Un malheur pour tout le monde
Arthur De La Roche entend préciser que Frédéric Potdevin présentait de nombreuses traces de coups sur le corps, lui occasionnant plusieurs jours d’interruption de travail. « Mon client attend lui aussi de comprendre, notamment de la part de Monsieur Jacquet, ce qui s’est passé ce soir-là. Et croyez-moi, il vit très mal la mort d’un homme. C’est un malheur pour tout le monde. »

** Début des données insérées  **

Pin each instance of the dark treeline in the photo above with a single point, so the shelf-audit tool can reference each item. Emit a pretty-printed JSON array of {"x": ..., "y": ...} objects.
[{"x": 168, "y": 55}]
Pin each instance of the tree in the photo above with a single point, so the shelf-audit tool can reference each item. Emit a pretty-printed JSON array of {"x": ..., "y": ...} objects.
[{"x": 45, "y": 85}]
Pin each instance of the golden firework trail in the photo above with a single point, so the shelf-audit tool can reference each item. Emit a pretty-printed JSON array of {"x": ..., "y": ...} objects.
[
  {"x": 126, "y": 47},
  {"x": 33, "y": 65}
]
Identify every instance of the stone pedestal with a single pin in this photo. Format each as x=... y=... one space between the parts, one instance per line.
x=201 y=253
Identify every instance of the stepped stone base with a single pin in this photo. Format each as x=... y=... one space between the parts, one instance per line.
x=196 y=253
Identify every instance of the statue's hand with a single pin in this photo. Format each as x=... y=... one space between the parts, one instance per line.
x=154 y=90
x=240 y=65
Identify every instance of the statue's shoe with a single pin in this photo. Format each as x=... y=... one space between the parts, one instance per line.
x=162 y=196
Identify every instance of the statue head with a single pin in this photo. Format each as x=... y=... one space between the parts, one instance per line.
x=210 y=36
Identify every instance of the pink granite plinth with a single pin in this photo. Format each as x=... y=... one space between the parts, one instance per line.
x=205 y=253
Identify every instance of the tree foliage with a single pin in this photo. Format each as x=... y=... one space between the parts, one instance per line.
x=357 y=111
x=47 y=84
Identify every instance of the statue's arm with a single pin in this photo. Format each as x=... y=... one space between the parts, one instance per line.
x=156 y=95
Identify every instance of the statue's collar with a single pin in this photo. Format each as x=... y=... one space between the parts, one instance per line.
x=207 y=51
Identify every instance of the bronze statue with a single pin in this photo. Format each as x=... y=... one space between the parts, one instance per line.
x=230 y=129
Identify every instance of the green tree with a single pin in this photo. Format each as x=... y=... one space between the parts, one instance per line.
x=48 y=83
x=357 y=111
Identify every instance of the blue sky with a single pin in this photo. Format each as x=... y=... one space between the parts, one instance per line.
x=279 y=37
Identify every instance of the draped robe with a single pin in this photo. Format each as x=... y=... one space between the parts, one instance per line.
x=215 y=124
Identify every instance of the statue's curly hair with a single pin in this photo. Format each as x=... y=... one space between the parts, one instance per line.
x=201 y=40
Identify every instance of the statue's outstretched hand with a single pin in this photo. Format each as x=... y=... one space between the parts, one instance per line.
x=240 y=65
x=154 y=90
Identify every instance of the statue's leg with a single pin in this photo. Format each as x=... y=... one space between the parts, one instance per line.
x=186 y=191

Le procès devant la cour criminelle des Ardennes doit se tenir jusqu’à vendredi où un verdict sera rendu. L’accusé, sorti de détention provisoire après huit mois derrière les barreaux, encourt la peine de quinze ans de réclusion criminelle.

Les faits
Dans la nuit du 7 au 8 mai 2020, une rixe éclate dans le quartier de la Houillère à Charleville-Mézières.

À l’arrivée des policiers vers 1 heure du matin, deux hommes gisent sur le trottoir, grièvement blessés à l’arme blanche.

Nicolas Denis, un père de famille de 36 ans décède à l’hôpital.

Son ami Francis Jacquet, 56 ans, garde des séquelles aux bras.

Un troisième homme, Frédéric Potdevin, 36 ans, est placé en garde à vue; il reconnaît avoir porté les coups de couteau.

À partir de ce mercredi 18 octobre, il est jugé devant la cour criminelle des Ardennes, pour meurtre et tentative de meurtre.

«Le meurtrier de mon fils doit être puni»
Un fils poignardé à mort. Son meurtrier présumé remis en liberté. Et un procès pour meurtre qui débute ce mercredi devant la cour criminelle des Ardennes. Depuis trois ans, Marie-Claude Mathy vit un enfer. « Heureusement, je suis entourée de ma famille et chaque jour, je vais voir mon gamin au cimetière », confie la septuagénaire à la veille du procès de l’homme accusé d’avoir tué Nicolas, le plus jeune de ses enfants. Une échéance que Marie-Claude Mathy, qui vit aussi à Charleville-Mézières, redoute. Aucun détail ne va lui être épargné, elle en a conscience. « Je me dois d’être là et d’assister à la totalité du procès. Nicolas, lui, est mort. Je peux survivre à un compte rendu d’autopsie et faire face au meurtrier. » En revanche, celle qui est partie civile dans ce dossier n’a qu’une crainte : « Que le meurtrier de Nicolas ne soit pas puni. Ça fait plus de trois ans que j’attends qu’il soit jugé et condamné. » La peine ? « Je veux juste qu’il retourne en prison. Il n’est resté en détention que huit mois, aujourd’hui il profite de sa liberté et de sa famille. » Et même si elle exècre ce terme, Marie-Claude Mathy confie : « Après le jugement, je vais peut-être pouvoir commencer à faire mon deuil et mon gamin, reposer en paix. » Ce mercredi matin, la mère de famille franchira les portes de la salle d’audience la photo de Nicolas plaquée contre son cœur.